Another type of integration, also described as transplacment or gene disruption, makes use of double homologous recombination to replace yeast chromosomal DNA (Rothstein, 1981). Double homologous recombination vectors contain the exogenous DNA or gene(s) to be cloned and the selection marker, flanked by yeast DNA sequences homologous to 5′ and 3′ regions of the segment of chromosomal DNA to be replaced. Prior to transformation, the vector is digested with restriction enzymes which liberate the transplacing fragment containing 5′ and 3′ ends homologous to the chromosomal DNA sequences at the desired integration sites. The latter strategy has become the method of choice for integrative transformation of yeast if a stable single-copy transformant is desired.
A number of strategies based on integration into reiterated chromosomal DNA have been used to generate stable multiple-copy integrants. For example, the delta sequence of yeast retrotransposon Ty (Sakai et al., 1990; Sakai et al., 1991), the highly conserved repeated sigma element (Kudla and Nicolas, 1992) and non-transcribed sequences of ribosomal DNA (Lopes et al., 1989; Lopes et al., 1991; Rossolini et al., 1992) have all been used as the target sites for multiple integration of exogenous gene(s) into yeast (Rothstein, 1991; Romanos et al., 1992).

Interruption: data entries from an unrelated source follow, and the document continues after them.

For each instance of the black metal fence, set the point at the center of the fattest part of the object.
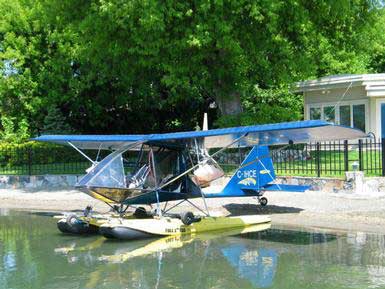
(322, 158)
(37, 160)
(312, 159)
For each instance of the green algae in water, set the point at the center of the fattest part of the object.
(34, 254)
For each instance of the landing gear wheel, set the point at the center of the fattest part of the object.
(140, 213)
(263, 201)
(71, 219)
(187, 218)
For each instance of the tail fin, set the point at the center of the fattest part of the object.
(255, 172)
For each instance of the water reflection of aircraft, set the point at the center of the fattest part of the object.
(250, 259)
(175, 166)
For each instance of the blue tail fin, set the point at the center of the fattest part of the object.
(255, 172)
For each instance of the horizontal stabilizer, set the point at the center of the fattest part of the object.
(287, 188)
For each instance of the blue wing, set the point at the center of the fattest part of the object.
(267, 134)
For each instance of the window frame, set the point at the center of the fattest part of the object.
(350, 103)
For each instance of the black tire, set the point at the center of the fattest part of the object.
(71, 219)
(187, 218)
(140, 213)
(263, 201)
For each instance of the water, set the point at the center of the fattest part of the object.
(33, 254)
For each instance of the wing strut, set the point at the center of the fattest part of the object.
(81, 152)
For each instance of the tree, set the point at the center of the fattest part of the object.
(137, 66)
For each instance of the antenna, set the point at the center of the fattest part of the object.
(205, 122)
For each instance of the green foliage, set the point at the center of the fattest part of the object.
(11, 133)
(55, 122)
(266, 106)
(136, 66)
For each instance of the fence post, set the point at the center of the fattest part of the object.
(360, 159)
(383, 156)
(29, 160)
(318, 147)
(346, 156)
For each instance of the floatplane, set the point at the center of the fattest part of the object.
(175, 167)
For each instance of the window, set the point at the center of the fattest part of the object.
(315, 113)
(345, 115)
(359, 116)
(329, 113)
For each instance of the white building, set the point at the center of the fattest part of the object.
(352, 100)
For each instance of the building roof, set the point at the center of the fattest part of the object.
(374, 83)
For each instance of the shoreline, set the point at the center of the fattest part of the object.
(315, 210)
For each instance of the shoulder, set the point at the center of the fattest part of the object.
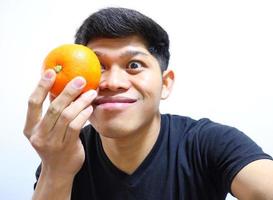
(201, 128)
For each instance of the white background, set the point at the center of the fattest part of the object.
(221, 51)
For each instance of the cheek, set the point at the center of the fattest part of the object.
(148, 85)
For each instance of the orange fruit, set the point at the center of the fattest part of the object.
(69, 61)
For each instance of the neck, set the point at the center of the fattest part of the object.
(128, 152)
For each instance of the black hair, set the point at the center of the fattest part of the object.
(121, 22)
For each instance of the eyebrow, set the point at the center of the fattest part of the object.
(129, 53)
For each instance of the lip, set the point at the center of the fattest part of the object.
(113, 103)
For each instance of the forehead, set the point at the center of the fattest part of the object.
(118, 46)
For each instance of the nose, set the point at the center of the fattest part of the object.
(114, 79)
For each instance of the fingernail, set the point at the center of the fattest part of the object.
(78, 83)
(48, 74)
(90, 94)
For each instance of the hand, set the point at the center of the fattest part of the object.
(56, 135)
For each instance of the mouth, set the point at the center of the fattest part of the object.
(113, 103)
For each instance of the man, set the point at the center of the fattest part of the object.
(130, 150)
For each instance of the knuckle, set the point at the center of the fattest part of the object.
(69, 94)
(73, 127)
(53, 110)
(66, 116)
(37, 142)
(34, 101)
(26, 132)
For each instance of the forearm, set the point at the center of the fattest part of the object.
(50, 187)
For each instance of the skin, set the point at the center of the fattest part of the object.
(55, 136)
(125, 112)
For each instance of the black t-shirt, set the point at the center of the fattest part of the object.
(191, 160)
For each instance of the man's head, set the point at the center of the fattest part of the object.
(122, 22)
(133, 52)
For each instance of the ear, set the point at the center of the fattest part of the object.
(167, 83)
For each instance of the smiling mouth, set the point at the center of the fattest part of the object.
(113, 101)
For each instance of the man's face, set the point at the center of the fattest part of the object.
(130, 88)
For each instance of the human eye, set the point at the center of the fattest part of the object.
(102, 67)
(135, 65)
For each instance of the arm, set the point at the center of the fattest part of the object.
(55, 136)
(254, 181)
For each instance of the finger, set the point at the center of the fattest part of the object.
(36, 99)
(70, 113)
(74, 128)
(68, 95)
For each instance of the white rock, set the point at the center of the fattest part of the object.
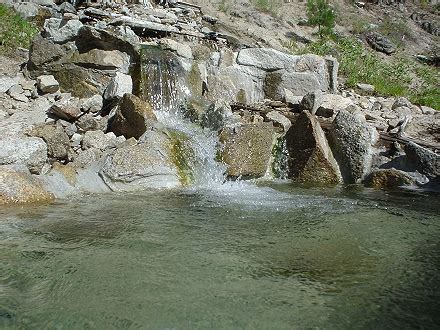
(47, 84)
(118, 86)
(61, 31)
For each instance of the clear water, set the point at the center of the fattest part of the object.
(230, 256)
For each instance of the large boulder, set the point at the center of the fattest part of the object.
(18, 186)
(388, 179)
(30, 151)
(310, 157)
(351, 140)
(247, 150)
(58, 142)
(141, 166)
(133, 117)
(61, 31)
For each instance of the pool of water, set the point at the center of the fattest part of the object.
(233, 256)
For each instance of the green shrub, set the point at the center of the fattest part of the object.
(320, 13)
(397, 77)
(14, 31)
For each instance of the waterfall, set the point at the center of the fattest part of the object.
(194, 148)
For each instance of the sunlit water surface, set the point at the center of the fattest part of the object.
(228, 257)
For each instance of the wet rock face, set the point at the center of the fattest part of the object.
(351, 140)
(133, 117)
(18, 186)
(141, 166)
(388, 179)
(424, 160)
(247, 149)
(311, 160)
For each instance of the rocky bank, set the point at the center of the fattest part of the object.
(81, 114)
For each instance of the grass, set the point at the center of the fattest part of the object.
(396, 77)
(14, 31)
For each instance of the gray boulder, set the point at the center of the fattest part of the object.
(132, 117)
(380, 43)
(61, 31)
(30, 151)
(118, 86)
(18, 186)
(142, 166)
(247, 150)
(351, 140)
(310, 157)
(266, 59)
(47, 84)
(58, 142)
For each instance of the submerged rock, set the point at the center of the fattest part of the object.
(311, 159)
(18, 186)
(133, 117)
(247, 149)
(389, 178)
(351, 140)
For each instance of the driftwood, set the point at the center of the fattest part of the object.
(385, 137)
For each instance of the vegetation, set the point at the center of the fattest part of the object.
(399, 77)
(320, 13)
(14, 31)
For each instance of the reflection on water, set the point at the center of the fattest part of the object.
(234, 256)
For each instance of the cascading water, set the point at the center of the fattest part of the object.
(194, 148)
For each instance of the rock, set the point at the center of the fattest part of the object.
(99, 140)
(6, 83)
(103, 60)
(247, 149)
(332, 104)
(47, 84)
(61, 31)
(142, 166)
(311, 101)
(365, 88)
(132, 117)
(351, 140)
(279, 120)
(118, 86)
(298, 83)
(182, 50)
(425, 161)
(388, 179)
(380, 43)
(401, 102)
(17, 186)
(310, 157)
(215, 116)
(93, 104)
(66, 109)
(266, 59)
(58, 143)
(30, 151)
(90, 122)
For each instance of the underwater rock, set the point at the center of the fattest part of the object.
(310, 157)
(247, 149)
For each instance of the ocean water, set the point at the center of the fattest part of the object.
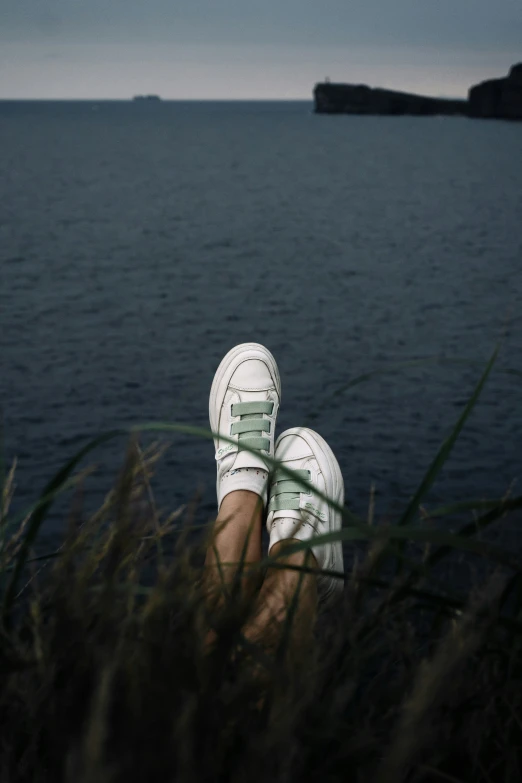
(138, 243)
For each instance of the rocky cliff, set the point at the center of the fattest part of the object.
(498, 98)
(361, 99)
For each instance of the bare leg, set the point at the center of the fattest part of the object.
(236, 539)
(287, 604)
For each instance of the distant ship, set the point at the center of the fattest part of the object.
(146, 98)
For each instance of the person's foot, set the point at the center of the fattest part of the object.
(244, 401)
(294, 513)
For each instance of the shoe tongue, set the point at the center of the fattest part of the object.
(246, 459)
(253, 396)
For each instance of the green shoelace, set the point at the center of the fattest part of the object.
(252, 425)
(285, 492)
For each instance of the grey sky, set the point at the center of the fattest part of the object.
(247, 48)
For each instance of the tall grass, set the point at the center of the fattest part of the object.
(106, 673)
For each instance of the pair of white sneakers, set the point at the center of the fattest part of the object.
(244, 402)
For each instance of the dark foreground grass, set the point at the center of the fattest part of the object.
(105, 674)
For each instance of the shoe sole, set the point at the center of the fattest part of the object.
(227, 368)
(329, 468)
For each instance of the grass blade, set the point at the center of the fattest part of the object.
(446, 448)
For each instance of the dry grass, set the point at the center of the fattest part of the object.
(106, 676)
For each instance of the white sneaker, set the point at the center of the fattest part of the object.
(295, 513)
(244, 401)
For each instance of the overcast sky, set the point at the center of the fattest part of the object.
(251, 48)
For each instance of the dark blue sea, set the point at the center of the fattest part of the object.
(138, 243)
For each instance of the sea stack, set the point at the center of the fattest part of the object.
(498, 98)
(333, 98)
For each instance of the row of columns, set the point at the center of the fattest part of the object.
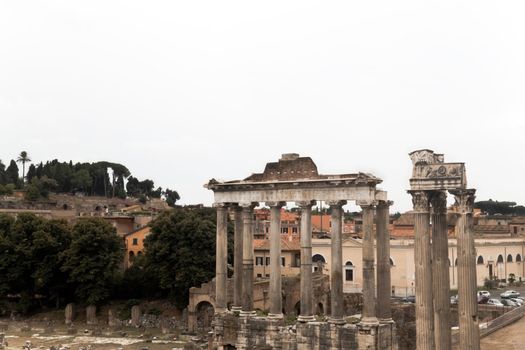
(243, 251)
(432, 271)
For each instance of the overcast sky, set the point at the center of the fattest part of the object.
(184, 91)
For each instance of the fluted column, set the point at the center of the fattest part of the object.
(247, 259)
(423, 272)
(336, 273)
(221, 259)
(440, 271)
(384, 309)
(468, 307)
(368, 316)
(306, 262)
(275, 259)
(237, 258)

Recent work reported in the literature on multiple integration of exogenous genes into the yeast chromosome has for the most part involved the use of either properly linearized non-replicative vectors or DNA fragments containing the desired gene(s) to be cloned and the genetic marker for selection, flanked with DNA sequences homologous to a region of yeast chromosomal DNA. Rarely, linearized replicative vectors and almost never intact replicative vectors, such as intact ARS vectors, were used to achieve such recombinant transformation. Thus, since early work at the onset of developing yeast integrative transformation, (Szoatak and Wu (1979)), and despite the observation that DNA cloned on ARS vectors can integrate into the host chromosomes (Cregg et al., 1985; Kurtz et al., 1986), the use of intact ARS vectors (Struhl et al., 1979; Stinchcomb et al., 1980; Chan and Tye, 1980) for integration purposes has long since generally been abandoned. This has especially been true since the discovery that the double-stranded breaks introduced by restriction enzyme digestion are recombinogenic (Orr-Weaver, 1981; Orr-Weaver and Szostak, 1983).
In light of this background, there remain needs for more stable yeast which ferment xylose to ethanol, preferably xylose and glucose simultaneously to ethanol, and for facile and effective methods for making high copy number integrants. The present invention addresses these needs.